We found a positive effect of forest structural complexity on parasite infection probability for vectors. We explain our results in two complementary mechanisms: first, heterogeneous canopy structure positively affects the Diptera abundance and species composition via the presence of canopy edges, open areas83, and vegetation heterogeneity9. Canopy openness and structural variation allow more light to reach the forest interior and undergrowth, generally resulting in warmer microclimates compared to forests with a closed canopy27,84. Warmer conditions promote parasite development in both vector and avian hosts85,86,87. Second, infected avian hosts act as parasite reservoirs for the vectors; at the same time structurally diverse areas attract forest birds because of higher resource availability (e.g., increased possibilities on feeding on arthropods)88,89,90,91. In addition, vectors of avian haemosporidians show increased mating, host-seeking, blood-feeding activities in warmer conditions28,67, which in turn can promote the biting rate and infection from an infected avian host.

Combined, a higher detection of parasite infections within the vectors is driven by more diverse canopy structure and an increased chance for encounters between an infected avian host and a vector92. For example, parasite prevalence in Eurasian blackcaps, Sylvia atricapilla, was positively related to forest stands with higher degree of open areas7, which increases the likelihood of infecting the vectors by presence of the infected birds as reservoirs.

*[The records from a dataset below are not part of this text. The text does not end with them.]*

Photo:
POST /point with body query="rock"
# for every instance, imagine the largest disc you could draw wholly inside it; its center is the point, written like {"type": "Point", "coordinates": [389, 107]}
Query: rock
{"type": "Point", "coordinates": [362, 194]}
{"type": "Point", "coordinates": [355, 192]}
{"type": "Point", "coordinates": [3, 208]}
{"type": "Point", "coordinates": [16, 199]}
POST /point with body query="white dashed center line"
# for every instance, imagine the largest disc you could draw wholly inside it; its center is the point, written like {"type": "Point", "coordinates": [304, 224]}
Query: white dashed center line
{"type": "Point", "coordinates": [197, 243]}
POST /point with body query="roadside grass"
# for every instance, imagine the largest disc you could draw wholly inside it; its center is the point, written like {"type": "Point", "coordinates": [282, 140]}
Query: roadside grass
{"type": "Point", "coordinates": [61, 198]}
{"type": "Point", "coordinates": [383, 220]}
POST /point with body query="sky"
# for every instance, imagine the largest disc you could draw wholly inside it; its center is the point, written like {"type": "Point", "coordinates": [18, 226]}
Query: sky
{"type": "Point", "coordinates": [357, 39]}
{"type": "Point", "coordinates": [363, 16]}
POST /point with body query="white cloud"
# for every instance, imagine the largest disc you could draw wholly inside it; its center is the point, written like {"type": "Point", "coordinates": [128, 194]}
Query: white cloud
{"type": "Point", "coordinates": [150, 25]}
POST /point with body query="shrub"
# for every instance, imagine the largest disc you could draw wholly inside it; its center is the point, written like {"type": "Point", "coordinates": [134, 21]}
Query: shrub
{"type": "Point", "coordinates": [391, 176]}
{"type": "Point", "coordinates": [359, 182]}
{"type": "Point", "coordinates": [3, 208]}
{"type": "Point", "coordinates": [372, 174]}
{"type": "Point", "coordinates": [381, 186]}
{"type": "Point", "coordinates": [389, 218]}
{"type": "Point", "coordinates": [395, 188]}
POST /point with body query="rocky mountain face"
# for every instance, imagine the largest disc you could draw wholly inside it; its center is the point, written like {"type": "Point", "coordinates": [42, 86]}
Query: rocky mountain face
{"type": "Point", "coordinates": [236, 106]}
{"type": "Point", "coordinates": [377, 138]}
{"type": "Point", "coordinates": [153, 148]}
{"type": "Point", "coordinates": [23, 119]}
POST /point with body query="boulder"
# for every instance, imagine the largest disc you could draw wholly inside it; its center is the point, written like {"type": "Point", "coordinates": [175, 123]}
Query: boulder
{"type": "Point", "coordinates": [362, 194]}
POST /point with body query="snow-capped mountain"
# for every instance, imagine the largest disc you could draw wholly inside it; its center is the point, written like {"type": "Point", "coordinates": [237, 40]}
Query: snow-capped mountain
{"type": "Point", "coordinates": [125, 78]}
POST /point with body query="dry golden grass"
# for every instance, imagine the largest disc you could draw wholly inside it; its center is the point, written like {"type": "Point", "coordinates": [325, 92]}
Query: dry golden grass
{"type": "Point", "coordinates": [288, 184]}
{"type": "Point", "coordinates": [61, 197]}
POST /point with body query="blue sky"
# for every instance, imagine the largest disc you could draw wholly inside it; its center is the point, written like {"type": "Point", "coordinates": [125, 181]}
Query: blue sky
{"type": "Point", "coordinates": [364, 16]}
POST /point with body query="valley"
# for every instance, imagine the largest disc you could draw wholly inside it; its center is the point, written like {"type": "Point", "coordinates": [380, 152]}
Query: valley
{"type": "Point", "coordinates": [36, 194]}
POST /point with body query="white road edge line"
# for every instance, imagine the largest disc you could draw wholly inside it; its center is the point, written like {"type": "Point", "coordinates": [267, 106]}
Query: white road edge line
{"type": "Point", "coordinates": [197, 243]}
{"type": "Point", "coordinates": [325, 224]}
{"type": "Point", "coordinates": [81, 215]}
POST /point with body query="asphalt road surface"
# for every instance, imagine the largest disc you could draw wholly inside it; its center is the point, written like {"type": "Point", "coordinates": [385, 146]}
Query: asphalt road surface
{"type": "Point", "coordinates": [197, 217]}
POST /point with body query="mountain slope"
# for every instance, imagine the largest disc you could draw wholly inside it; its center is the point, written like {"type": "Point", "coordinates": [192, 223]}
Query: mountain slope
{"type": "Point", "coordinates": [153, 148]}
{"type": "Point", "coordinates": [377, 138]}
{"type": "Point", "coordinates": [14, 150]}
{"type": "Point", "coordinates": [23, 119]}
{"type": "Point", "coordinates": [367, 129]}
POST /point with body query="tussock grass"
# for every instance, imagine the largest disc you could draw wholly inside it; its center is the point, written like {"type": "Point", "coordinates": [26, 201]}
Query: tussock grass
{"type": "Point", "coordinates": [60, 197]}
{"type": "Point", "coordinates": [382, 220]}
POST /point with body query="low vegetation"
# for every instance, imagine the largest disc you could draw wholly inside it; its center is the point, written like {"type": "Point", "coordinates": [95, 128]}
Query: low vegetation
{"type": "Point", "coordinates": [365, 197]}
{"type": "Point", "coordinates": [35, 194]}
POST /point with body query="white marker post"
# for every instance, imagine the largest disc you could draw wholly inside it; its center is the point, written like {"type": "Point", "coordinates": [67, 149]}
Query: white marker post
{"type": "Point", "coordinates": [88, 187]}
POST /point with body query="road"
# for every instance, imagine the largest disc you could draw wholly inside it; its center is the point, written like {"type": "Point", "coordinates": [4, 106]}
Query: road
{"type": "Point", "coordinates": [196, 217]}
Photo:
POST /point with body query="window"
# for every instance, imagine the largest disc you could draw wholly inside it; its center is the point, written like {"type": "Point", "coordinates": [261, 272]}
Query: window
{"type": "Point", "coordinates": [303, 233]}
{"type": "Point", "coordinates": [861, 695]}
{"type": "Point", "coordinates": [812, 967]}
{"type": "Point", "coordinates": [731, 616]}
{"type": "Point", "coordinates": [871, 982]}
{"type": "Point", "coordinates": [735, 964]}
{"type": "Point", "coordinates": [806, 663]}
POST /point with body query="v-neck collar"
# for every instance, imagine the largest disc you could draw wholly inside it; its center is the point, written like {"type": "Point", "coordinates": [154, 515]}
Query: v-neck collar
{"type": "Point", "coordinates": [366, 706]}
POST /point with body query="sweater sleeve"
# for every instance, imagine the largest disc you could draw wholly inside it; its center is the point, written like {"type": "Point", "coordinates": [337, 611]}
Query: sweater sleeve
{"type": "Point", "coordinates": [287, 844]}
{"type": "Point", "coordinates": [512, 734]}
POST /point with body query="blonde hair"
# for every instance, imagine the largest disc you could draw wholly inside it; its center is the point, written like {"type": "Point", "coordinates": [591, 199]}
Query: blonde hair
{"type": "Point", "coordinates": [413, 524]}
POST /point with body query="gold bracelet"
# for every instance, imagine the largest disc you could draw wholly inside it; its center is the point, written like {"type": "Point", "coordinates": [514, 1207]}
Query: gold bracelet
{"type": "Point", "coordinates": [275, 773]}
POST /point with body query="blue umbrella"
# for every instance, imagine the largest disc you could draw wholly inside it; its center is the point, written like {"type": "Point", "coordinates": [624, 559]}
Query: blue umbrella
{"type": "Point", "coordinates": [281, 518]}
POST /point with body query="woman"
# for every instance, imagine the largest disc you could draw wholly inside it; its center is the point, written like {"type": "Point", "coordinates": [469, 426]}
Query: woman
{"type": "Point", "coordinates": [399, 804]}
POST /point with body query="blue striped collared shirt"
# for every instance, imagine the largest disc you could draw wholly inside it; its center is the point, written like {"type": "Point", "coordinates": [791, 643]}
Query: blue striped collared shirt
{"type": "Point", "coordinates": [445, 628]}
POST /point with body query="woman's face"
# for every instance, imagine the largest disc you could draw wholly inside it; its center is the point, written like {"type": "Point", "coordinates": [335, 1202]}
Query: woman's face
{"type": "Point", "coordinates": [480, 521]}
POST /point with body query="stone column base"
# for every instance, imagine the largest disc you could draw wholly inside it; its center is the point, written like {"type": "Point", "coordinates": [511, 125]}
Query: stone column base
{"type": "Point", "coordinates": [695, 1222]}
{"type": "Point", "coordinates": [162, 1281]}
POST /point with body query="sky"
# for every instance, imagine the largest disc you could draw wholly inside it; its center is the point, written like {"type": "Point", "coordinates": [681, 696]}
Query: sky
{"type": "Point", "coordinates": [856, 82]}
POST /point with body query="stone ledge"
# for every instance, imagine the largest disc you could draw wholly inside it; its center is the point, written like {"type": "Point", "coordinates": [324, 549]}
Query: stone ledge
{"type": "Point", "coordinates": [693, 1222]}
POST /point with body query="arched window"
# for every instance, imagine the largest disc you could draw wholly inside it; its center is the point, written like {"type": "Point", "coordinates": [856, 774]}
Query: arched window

Although the effects of forest structure on parasite prevalence in hosts are species-specific (e.g., chaffinches, Fringilla coelebs, responded different than blackcaps7,93 and some vector species have adapted their behavior to finding hosts higher up in the canopy94,95), we observed that forest canopy structure positively effects parasite infections in Diptera vectors and negatively their local abundance96.

The here presented measure for parasite infections reflects a through estimate of the actual parasite prevalence among the whole vector community, since we tested a single individual and not all. However, the aim of this study was to analyze the effects of land use, i.e. forest management and thus structure, on vector abundance and parasite infections within the vectors. We found that the effects are subtle and are determined through forest structure for both the vector abundance and parasite infections. For future research and increased understanding on vector-parasite-environment interactions, it would be benefical to increase research on vector-parasite associations, particularly potential differences between regions, and regions with varying human influence.

In conclusion, local transmission of avian haemosporidians in insect vectors are driven by several forest stand attributes that also affect Diptera abundance, such effects can vary in direction and magnitude depending on the insect family under study. Ignoring such varying aspects in vector-host-parasite studies may result in low predictability and understanding of ecological dynamics. Assessing suitable habitat for vector reproduction in future studies is important to understand variation of vector abundance, but also the actual presence of infective vectors, whose status is associated with the presence of infected avian hosts as a measure of transmission risk. The critical question in vector-borne disease studies is the understanding of the mediating role of land use regimes on the vectors.